You can hear Nicola talking about Knowledge Organisers with Tom Manners, In his interview, he was joined by Nathan Burns aka @MrMetacognition who has researched these in great detail, as well as Nicola Whiston (@Whisto_Maths) to discuss what maths knowledge organisers should contain and how we should use them effectively.

B Reed Indices KO
Indices GCSE Knowledge Organiser extract – Becky Reed

From Becky Reed a set of Knowledge Organisers for Edexcel GCSE (UK age 14-16). We have here another set of very clear and also attractive set of resources. Like the other resources here I think these are useful in class and for students to use at home also. There are several  examples given which is really helpful.

Sarah Hall has a GCSE (‘WJEC flavoured’ )collection. Sarah’s Knowledge Organiser resources can all be found (all free) on TES Resources. These have many clear illustrations and like others in the Knowledge Organiser collection, are very attractively presented.

For a collection of Cornell notes linked to topics found in the Maths curriculum see Mr Hawes Maths.

For A complete set of A Level Statistics and Mechanics Knowledge Organisers – see these resources from Lucyjc.  These resources are available free on TES Resources: Statistics and Mechanics.
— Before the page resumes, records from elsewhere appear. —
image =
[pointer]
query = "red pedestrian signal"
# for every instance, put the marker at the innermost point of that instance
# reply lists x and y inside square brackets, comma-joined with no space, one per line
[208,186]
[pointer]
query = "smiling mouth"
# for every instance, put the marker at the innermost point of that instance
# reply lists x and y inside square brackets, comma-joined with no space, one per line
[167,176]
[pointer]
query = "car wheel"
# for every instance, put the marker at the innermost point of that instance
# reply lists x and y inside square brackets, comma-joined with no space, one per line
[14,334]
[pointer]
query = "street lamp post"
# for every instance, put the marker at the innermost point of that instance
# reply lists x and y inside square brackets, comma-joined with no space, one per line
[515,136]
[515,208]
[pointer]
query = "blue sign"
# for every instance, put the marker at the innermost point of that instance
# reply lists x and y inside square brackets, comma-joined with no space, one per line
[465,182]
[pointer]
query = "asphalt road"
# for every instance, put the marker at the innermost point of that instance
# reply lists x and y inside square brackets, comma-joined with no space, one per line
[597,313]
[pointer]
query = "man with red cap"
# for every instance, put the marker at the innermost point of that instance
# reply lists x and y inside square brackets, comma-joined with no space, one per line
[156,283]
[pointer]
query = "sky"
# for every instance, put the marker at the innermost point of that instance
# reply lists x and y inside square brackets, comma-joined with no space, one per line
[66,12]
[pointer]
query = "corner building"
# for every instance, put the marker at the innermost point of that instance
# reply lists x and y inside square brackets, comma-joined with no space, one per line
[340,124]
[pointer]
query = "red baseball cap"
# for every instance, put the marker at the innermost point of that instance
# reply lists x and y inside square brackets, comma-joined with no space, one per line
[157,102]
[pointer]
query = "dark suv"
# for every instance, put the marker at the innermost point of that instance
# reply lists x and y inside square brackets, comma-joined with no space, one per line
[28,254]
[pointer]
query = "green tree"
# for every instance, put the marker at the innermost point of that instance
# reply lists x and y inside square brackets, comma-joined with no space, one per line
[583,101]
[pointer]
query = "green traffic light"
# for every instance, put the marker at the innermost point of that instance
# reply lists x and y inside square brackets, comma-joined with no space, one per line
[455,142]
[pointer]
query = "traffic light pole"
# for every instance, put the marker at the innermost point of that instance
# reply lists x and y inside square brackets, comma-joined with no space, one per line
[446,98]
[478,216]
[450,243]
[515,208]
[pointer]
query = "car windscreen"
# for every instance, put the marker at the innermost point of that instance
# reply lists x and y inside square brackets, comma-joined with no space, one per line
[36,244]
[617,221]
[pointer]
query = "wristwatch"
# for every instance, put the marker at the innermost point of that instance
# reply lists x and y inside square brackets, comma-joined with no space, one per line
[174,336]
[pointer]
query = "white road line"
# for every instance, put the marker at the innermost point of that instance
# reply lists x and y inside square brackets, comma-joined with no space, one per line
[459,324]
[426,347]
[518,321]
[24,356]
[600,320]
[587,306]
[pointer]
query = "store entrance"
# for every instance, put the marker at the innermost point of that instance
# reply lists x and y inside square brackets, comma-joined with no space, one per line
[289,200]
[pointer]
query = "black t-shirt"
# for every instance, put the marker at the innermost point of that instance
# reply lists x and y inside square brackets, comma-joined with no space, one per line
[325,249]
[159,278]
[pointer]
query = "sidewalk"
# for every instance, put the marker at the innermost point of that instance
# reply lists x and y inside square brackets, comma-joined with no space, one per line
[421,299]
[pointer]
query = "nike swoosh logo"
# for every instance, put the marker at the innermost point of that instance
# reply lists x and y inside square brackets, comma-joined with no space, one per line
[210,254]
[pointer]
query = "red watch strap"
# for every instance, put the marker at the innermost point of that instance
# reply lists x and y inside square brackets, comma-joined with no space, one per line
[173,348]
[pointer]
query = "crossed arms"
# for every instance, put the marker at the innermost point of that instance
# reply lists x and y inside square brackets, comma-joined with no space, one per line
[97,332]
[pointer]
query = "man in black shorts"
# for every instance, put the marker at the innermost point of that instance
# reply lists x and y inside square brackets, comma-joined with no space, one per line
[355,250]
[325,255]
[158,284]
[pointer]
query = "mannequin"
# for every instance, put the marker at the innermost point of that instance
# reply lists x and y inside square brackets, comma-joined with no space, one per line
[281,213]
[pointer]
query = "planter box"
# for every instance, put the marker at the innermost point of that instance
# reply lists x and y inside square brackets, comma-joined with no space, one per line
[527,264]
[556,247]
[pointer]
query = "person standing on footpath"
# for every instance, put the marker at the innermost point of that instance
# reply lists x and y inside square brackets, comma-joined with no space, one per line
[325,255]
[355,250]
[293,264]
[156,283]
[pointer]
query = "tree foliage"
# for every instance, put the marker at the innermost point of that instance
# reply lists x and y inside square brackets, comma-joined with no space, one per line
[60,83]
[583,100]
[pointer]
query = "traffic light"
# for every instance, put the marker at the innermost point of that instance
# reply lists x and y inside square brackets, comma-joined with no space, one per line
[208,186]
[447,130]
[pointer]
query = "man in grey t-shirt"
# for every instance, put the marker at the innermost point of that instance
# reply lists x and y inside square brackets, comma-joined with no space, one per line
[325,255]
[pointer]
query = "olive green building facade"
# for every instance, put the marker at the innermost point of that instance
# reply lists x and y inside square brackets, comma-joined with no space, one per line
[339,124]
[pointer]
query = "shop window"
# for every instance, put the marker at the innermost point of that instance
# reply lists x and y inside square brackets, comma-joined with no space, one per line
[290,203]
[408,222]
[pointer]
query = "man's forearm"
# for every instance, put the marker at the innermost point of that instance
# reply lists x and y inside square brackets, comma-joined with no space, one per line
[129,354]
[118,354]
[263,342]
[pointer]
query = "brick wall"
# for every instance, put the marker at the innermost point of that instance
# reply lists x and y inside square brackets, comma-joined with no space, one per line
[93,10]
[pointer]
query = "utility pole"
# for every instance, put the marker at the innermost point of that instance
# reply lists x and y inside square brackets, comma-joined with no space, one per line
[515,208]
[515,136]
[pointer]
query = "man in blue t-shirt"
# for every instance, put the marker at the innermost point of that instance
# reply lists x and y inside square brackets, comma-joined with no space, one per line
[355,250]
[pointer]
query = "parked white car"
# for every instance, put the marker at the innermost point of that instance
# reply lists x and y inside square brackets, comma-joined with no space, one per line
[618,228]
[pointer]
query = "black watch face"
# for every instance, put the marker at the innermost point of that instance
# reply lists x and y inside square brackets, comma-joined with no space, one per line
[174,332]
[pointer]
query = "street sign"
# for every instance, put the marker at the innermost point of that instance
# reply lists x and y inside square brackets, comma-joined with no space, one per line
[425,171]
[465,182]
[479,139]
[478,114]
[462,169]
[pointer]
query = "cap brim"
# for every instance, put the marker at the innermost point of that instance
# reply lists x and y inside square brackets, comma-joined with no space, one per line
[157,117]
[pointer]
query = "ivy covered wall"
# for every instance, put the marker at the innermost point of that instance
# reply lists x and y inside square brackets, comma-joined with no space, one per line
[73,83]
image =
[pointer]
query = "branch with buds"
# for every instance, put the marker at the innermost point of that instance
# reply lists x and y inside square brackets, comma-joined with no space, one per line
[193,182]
All include Key Words and Definitions and What Do I Need to Know sections.
Knowledge Organisers - Lucy

And for Pure Mathematics, we have from @misschakera a set for the first year of A Level.
Pure KO

Mrs D Maths – Knowledge Organisers

Mrs D Maths has been writing Knowledge Organisers for A Level Maths, ( free on TES Resources). She has also started a Year 2 set of organisers, see Year 2 Functions and Graphs.

These organisers are included in the Knowledge Organisers collection which includes resources for KS3, KS4 and KS5 (ages 11 – 18).

non examples – Jonathan Hall

If I want definitions, characteristics and examples (clarified with the use of non examples), then I could return to the Frayer model. (See Frayer Models.)

Searching for Mathematics Knowledge Organisers, I have come across some resources I wish to explore further, such as the Henry Box School on Knowledge Organisers where the school are sharing Knowledge Organisers for each subject, recognising the support parents can offer. From the Subjects menu, choose a subject and you will find this includes Knowledge organisers for Year 7 through to Year 11, see Maths for example.

CIMT’s GCSE course includes Facts to Remember for each unit.